Narendra Modi and Indira Gandhi: striking contrasts in victory

Even first-time voters will be able to distinguish between the élan of true victory and its 56-inch, tawdry alternative

Manini Chatterjee Published 15.04.19, 03:04 AM
By citing Pakistan’s tweet as proof of the success of the air strike, Modi has — embarrassingly for the country — brought attention to Pakistan’s version as a whole

By citing Pakistan’s tweet as proof of the success of the air strike, Modi has — embarrassingly for the country — brought attention to Pakistan’s version as a whole PTI

We, the people of India, must collectively thank Narendra Modi, the chief campaigner of the Bharatiya Janata Party, for making it clear to us why Narendra Modi, the prime minister of the country, ordered the air strikes on Balakot deep inside Pakistan in the last week of February.

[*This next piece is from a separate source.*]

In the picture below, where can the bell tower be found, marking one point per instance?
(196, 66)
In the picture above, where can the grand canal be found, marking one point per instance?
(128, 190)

The ostensible reason for the air strikes was to avenge the massacre that took place in Kashmir’s Pulwama on February 14, which left 40 uniformed personnel of the CRPF dead. The deaths were not a result of an encounter between security forces and militants that have long become routine in the Kashmir Valley. They happened when a lone Kashmiri youth, allegedly belonging to the Pakistan-based terrorist group Jaish-e-Mohammad, rammed his vehicle — laden with over 300 kilograms of explosives — into a CRPF convoy inching its way along the highway.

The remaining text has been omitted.